What is the shortest polynomial divisible by $(x-1)(y-1)(x^2y-1)$

$$1-y^3-x^2+y^3x^8+y^4x^2-y^4x^8$$

is divisible by all three brackets, that is seen from three couplings of terms: $(1-y^3)+(y^4x^2-x^2)+(y^3x^8-y^4x^8)$ is divisible by $y-1$, $(1-x^2)+(y^4x^2-y^4x^8)+(y^3x^8-y^3)$ by $x-1$ and $(1-y^4x^8)+(y^4x^2-y^3)+(y^3x^8-x^2)$ by $x^2y-1$. Thus the answer is 6.

It may be easily found by studying the Newton hexagon: its sides and diagonals have prescribed directions.


A simpler answer is given by $x^4y^2 - x^4y - x^2y^2 + x^2 + y - 1=(x+1)f$, where $f$ is the generator of the ideal.

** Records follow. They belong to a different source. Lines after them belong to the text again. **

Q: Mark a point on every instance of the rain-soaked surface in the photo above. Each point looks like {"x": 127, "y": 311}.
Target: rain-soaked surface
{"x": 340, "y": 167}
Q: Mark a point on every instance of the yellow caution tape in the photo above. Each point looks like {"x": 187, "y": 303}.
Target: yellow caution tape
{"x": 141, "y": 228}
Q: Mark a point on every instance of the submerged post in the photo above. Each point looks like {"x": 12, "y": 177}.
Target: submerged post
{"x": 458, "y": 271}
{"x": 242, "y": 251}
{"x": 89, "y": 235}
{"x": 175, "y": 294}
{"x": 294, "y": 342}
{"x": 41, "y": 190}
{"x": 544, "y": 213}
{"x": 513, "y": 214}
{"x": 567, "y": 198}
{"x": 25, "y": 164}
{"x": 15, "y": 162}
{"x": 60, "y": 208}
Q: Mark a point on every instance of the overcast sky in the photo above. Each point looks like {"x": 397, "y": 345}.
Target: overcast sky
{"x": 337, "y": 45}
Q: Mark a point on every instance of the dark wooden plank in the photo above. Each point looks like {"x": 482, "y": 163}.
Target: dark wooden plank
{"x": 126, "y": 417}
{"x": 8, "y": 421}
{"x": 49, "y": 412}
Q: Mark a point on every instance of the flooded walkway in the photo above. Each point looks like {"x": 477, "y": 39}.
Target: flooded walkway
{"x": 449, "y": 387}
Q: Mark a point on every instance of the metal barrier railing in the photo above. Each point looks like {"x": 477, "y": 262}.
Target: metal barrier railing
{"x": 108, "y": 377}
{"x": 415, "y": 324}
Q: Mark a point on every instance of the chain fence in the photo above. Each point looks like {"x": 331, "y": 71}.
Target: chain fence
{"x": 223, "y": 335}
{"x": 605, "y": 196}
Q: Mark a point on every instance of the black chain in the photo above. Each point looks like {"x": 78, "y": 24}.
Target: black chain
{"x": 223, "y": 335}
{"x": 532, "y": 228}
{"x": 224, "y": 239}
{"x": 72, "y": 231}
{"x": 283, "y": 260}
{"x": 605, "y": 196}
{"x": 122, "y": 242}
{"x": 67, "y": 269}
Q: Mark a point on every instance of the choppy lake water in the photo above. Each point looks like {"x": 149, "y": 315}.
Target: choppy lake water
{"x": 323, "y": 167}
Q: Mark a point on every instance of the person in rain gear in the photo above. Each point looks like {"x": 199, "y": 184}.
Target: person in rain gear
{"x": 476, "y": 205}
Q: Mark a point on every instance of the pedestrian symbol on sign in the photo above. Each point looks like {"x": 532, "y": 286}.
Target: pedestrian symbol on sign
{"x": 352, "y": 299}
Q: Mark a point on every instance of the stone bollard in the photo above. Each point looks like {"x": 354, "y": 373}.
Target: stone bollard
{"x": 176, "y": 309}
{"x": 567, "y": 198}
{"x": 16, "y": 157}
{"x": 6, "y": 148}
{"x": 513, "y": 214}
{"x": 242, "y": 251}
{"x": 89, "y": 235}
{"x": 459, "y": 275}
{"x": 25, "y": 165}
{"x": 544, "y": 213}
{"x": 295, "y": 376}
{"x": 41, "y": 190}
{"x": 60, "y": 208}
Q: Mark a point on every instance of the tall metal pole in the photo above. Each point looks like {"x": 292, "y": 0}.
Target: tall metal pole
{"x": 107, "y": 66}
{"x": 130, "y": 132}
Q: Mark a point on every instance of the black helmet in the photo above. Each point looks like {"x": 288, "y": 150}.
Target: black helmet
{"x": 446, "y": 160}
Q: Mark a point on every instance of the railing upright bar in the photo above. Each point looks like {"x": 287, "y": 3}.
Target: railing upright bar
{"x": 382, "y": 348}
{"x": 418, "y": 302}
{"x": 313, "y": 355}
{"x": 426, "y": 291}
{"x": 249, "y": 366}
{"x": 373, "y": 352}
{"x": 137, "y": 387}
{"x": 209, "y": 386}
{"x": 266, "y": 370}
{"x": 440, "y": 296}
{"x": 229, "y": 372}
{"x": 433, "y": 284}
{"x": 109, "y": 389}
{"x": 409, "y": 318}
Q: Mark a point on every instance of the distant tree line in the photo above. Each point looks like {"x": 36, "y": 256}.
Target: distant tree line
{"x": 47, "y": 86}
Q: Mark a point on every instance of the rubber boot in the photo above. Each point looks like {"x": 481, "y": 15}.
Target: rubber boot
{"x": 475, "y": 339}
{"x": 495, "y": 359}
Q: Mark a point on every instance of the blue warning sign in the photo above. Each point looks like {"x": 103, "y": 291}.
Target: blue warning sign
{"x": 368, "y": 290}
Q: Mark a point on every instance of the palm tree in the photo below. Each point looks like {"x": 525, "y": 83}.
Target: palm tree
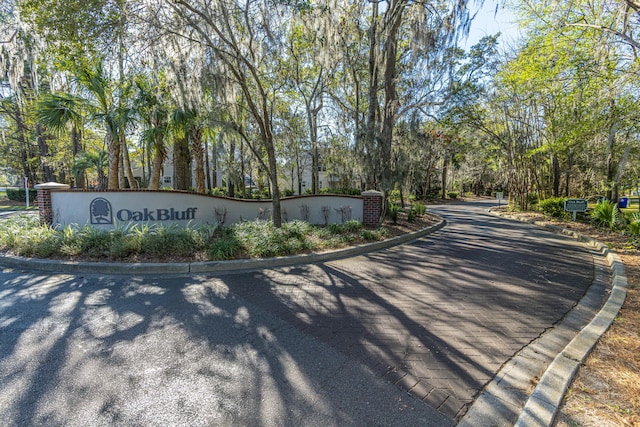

Your general question for $n=1$ (univariate polynomials) is the subject of "Computing sparse multiples of polynomials" by Mark Giesbrecht, Daniel S. Roche, Hrushikesh Tilak:

We consider the problem of finding a sparse multiple of a polynomial. Given f in F[x] of degree d over a field F, and a desired sparsity t, our goal is to determine if there exists a multiple h in F[x] of f such that h has at most t non-zero terms, and if so, to find such an h. When F=Q and t is constant, we give a polynomial-time algorithm in d and the size of coefficients in h. When F is a finite field, we show that the problem is at least as hard as determining the multiplicative order of elements in an extension field of F (a problem thought to have complexity similar to that of factoring integers), and this lower bound is tight when t=2.

There are some talk slides from 2010 by Roche here which state on the last slide the multivariate case as an open problem.